Les estimations vont de quelques milliers de personnes – suivant les indications parcellaires obtenues notamment auprès du ministère de la Santé par l'AFP – à « 20 000 à 40 000 personnes », selon Elsa Ruillère, une animatrice de collectifs de soignants refusant le vaccin devenue élue CGT Santé. « Ce n'est pas parce qu'on va les réintégrer, à supposer qu'ils le souhaitent, que cela va résoudre le problème des ressources humaines à l'hôpital. Je rappelle que 99 % des personnels ont été vaccinés et ont assumé leurs missions pendant la crise sanitaire », estime encore le président de la FHF, admettant que la recommandation de la HAS « a beaucoup questionné ».

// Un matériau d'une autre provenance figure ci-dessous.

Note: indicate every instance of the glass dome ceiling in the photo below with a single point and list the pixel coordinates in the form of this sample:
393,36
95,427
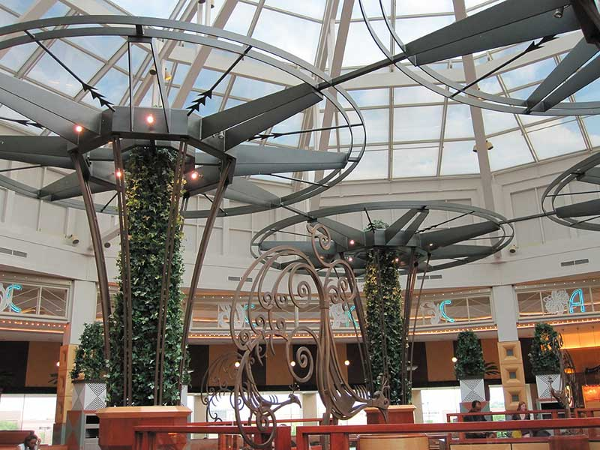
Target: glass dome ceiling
411,131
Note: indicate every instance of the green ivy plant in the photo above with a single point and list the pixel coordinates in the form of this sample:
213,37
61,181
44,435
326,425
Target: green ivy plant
149,182
384,320
545,350
89,357
470,362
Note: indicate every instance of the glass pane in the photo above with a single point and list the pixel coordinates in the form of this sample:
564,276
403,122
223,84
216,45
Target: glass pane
26,299
459,158
509,150
54,302
49,72
415,162
458,122
240,19
417,123
556,138
292,34
373,165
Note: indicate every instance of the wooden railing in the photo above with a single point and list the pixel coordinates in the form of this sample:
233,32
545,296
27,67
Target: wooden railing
339,436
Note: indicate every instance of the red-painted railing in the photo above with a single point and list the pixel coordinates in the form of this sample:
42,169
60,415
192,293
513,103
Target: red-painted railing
341,435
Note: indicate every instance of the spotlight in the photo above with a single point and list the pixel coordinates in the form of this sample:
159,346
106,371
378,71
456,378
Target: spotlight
559,12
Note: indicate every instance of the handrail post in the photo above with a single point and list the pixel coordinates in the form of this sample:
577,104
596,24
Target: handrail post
283,439
339,441
301,439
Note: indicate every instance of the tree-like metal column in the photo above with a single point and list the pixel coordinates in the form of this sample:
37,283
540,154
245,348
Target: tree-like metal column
227,171
82,177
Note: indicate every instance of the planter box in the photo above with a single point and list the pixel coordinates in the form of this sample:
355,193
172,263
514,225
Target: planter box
396,414
88,395
472,389
543,384
117,423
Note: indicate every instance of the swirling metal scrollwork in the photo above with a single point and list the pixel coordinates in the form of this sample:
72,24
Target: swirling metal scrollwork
284,277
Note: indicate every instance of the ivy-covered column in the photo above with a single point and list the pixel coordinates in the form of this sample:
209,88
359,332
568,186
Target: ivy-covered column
149,183
384,322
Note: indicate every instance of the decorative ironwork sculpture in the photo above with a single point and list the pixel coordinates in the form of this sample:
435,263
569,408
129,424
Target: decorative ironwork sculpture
418,246
212,157
506,23
583,215
296,284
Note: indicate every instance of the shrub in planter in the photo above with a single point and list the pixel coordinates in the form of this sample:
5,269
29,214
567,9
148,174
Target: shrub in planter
470,362
545,350
89,357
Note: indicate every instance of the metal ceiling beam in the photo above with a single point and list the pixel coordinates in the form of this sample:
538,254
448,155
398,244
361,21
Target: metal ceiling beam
336,70
164,53
477,119
509,22
35,11
200,59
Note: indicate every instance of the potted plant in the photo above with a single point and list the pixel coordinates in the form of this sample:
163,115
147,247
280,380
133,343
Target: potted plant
470,367
385,324
89,370
545,359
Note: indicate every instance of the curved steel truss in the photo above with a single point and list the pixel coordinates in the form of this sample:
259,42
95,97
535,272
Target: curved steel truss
211,140
582,214
444,244
506,23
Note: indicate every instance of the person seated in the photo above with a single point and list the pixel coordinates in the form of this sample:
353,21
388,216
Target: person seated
476,407
30,443
521,415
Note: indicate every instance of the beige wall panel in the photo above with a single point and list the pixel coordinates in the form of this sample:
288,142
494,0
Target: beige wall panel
439,361
41,363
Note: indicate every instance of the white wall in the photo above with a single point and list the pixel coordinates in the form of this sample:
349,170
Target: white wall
39,229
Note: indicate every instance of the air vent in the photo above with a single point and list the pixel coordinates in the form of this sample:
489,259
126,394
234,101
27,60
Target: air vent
575,262
429,277
8,251
238,279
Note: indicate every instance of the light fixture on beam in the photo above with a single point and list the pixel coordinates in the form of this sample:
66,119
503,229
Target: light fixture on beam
488,144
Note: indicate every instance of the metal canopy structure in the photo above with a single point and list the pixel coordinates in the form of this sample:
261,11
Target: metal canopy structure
210,140
433,246
503,24
416,246
413,132
580,183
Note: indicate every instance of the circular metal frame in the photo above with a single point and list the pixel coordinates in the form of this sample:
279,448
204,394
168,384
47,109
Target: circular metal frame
471,96
125,26
557,189
421,253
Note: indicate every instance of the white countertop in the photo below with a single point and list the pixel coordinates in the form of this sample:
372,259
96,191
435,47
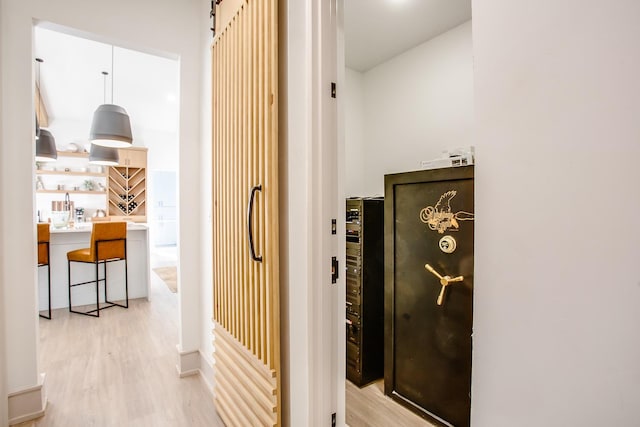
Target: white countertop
85,227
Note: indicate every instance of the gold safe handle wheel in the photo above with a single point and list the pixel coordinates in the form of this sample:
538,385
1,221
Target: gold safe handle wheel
444,281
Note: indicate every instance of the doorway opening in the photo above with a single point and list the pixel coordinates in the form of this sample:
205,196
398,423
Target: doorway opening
79,72
409,98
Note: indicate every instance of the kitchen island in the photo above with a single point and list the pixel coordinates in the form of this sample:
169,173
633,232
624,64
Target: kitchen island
78,237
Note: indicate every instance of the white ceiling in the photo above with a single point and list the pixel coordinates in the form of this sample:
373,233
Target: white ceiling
377,30
147,86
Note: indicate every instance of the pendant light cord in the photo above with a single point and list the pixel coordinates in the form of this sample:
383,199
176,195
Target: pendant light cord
39,61
104,87
112,49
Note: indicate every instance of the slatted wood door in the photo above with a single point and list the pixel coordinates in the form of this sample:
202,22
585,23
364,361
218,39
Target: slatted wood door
245,213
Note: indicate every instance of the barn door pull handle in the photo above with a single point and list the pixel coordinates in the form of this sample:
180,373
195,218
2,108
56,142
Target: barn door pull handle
444,281
249,223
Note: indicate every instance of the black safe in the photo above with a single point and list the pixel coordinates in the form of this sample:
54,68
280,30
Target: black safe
365,289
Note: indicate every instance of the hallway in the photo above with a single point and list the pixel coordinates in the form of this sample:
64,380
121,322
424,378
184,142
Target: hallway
119,369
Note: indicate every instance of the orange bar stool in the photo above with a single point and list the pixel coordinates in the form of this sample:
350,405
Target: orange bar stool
108,244
44,235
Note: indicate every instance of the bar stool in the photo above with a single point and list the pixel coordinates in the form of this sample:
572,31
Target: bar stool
44,235
108,244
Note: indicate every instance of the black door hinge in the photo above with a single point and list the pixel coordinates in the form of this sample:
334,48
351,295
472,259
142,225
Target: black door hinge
334,269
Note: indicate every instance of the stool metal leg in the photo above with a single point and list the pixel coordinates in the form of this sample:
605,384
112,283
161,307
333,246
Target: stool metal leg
48,265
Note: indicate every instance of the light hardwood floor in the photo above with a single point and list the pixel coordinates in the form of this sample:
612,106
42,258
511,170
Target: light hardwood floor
120,369
369,407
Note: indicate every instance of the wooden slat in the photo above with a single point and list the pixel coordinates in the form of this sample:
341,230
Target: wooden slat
245,153
254,382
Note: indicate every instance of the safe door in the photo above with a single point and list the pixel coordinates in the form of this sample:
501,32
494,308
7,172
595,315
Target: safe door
429,229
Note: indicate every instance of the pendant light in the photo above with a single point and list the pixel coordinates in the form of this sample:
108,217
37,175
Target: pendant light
111,126
45,142
98,154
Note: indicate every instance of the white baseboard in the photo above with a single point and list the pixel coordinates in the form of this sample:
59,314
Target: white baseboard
188,362
206,372
194,362
28,404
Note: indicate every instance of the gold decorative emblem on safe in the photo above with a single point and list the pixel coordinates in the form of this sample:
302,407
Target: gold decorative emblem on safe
440,218
447,244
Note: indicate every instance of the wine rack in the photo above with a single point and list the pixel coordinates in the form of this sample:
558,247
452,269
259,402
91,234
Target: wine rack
127,192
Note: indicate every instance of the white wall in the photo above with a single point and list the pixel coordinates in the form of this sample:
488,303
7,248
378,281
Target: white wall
355,147
160,26
557,288
415,106
4,416
206,241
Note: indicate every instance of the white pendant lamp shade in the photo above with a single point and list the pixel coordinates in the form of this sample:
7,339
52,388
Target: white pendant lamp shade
46,147
111,127
99,155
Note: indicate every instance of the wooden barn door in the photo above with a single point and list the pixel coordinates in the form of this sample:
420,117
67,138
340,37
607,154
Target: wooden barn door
245,213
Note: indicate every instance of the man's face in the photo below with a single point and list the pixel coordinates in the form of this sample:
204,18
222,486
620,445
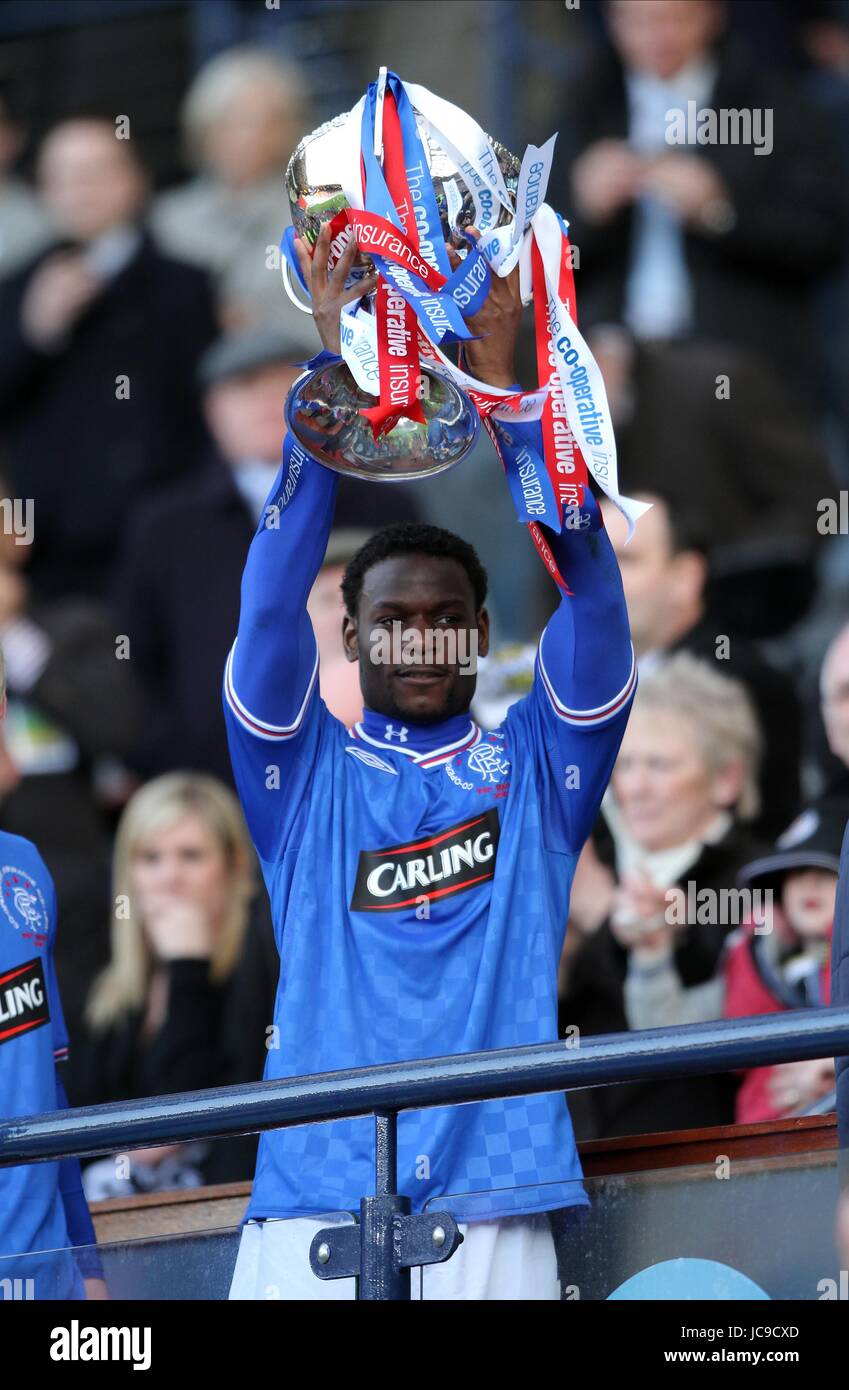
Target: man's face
256,135
662,36
89,180
246,414
656,581
430,603
835,698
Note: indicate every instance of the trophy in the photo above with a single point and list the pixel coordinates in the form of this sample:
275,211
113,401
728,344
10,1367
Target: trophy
324,409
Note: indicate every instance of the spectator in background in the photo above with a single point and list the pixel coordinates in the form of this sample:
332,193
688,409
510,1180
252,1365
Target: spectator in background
178,588
24,224
712,423
681,792
99,341
709,239
839,997
789,965
242,118
71,705
777,959
664,574
834,708
160,1018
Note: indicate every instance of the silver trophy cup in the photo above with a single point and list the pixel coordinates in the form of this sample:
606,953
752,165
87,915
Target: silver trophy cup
323,409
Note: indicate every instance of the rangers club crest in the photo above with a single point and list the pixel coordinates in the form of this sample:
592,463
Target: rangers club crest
487,762
24,905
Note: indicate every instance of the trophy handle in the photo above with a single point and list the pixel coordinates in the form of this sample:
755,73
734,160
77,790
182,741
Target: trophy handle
289,288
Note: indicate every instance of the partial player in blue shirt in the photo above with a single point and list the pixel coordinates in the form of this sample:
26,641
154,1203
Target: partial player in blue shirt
42,1205
418,865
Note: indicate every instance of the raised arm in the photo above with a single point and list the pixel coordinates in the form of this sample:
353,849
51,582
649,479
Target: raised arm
271,676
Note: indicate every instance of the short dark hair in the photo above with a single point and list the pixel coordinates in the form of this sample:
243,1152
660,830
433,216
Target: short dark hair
411,538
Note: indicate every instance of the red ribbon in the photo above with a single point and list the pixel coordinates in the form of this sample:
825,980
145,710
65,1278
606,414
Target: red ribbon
563,459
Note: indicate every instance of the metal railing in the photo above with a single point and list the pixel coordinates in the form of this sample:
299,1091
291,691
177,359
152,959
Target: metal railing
382,1262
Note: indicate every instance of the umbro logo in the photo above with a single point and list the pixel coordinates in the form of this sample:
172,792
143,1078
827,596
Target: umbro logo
371,759
396,733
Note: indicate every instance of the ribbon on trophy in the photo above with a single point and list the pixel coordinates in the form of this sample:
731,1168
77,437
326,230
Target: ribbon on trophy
549,439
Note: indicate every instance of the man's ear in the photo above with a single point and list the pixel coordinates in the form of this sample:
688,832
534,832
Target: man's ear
482,633
350,638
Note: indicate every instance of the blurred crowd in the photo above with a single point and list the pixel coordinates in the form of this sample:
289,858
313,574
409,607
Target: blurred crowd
146,349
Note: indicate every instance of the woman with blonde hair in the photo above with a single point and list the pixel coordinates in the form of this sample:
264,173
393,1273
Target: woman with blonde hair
663,881
161,1016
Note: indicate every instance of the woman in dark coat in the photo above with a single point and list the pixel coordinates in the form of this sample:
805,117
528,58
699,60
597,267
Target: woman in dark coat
681,791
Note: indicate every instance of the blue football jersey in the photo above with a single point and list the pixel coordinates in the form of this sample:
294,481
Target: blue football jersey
420,883
418,875
32,1039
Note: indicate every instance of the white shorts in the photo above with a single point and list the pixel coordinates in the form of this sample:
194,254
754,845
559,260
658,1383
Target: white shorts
502,1260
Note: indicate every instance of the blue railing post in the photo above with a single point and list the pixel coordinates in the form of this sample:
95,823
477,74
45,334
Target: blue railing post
391,1240
381,1271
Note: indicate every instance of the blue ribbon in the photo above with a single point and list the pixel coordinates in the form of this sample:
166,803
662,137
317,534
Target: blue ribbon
286,246
378,200
527,476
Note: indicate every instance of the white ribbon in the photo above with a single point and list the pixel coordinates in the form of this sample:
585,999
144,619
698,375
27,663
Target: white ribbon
471,150
580,374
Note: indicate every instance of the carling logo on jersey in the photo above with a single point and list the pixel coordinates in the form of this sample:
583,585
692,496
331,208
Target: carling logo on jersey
459,858
22,1000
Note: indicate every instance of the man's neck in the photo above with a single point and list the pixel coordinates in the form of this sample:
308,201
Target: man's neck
671,634
403,734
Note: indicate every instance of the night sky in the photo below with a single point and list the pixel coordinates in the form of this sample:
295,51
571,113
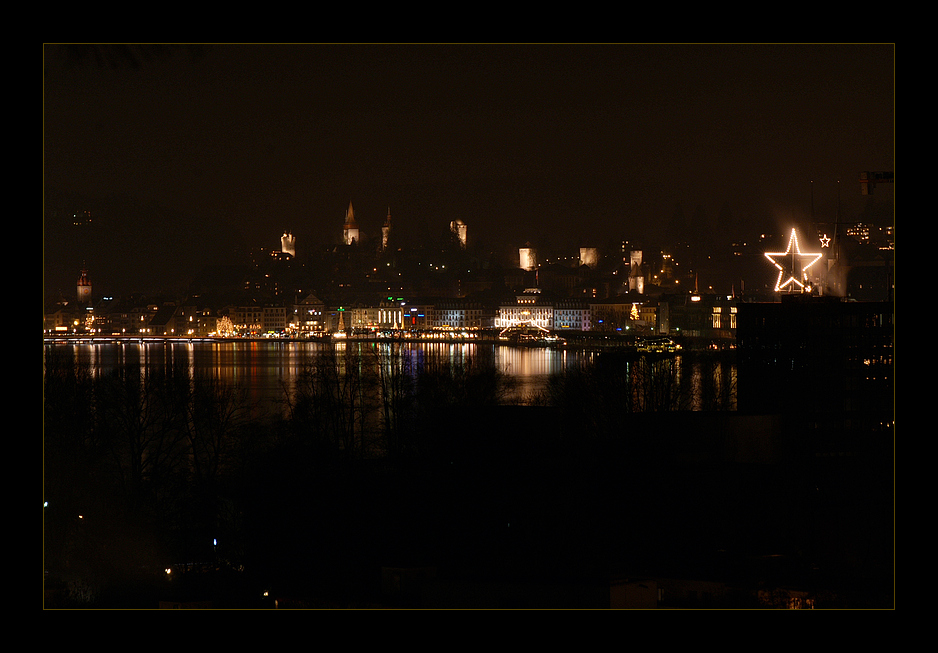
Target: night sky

« Double vigilance » en Guadeloupe
Le sujet n'a cependant pas le même impact en métropole que dans les territoires ultramarins, en particulier en Guadeloupe qui a été le théâtre d'une contestation nourrie et parfois violente contre l'obligation vaccinale. « On doit tout faire pour que cette énième crise du CHU de Guadeloupe soit dépassée », a souligné Éric Guyader, son directeur général auprès de l'AFP. Le décret publié dimanche a été accueilli de manière mitigée au CHU. « Un quasi non-sujet en réanimation », selon le chef de service. « On n’est pas hyperenthousiastes à l'idée de les voir revenir, mais la vraie urgence, c'est le manque de matériel, y compris pour les soins de base », raconte un infirmier. Le directeur annonce cependant une « double vigilance » : « On évitera de réaffecter des personnes non-vaccinées dans des unités où on soigne encore des patients Covid » ou bien « dans les services où des tensions ont été exacerbées ».
Sur l'archipel, près de 250 personnes sont à réintégrer, selon des chiffres de l'agence régionale de santé (ARS) établis début 2023, dont 90 au CHU et aux deux tiers des soignants. Tous seront convoqués à un entretien préalable, se verront proposer une visite médicale et l'accompagnement d'un psychologue, précise la direction. Elle espère que le dispositif antillais de ruptures conventionnelles améliorées, proposé par l'État fin 2021, restera en vigueur.
Braun, la science et l'éthique
« L'avis de la HAS était un avis sur les vaccinations obligatoires pour les soignants, pas que le Covid, a rappelé François Braun ce lundi sur France Info. Et puis, il y a le côté éthique pour protéger les personnes que l'on soigne. C'est pourquoi, j'ai demandé l'avis également du Comité consultatif national d'éthique (CCNE). J'ai dit dès le départ que cette réintégration des soignants repose sur des éléments scientifiques et éthiques. »
"La réintégration des soignants non vaccinés contre le Covid-19 repose sur des éléments éthiques et scientifiques" "pour moi, l'éthique du soignant est de se protéger", rappelle François Braun, ministre de la Santé et de la Prévention pic.twitter.com/XAFjh9BGa0
— franceinfo (@franceinfo) May 15, 2023
Selon un sondage Ifop pour le « Journal du Dimanche », 79 % des personnes interrogées se sont déclarées favorables à la réintégration dans leur emploi des soignants non vaccinés.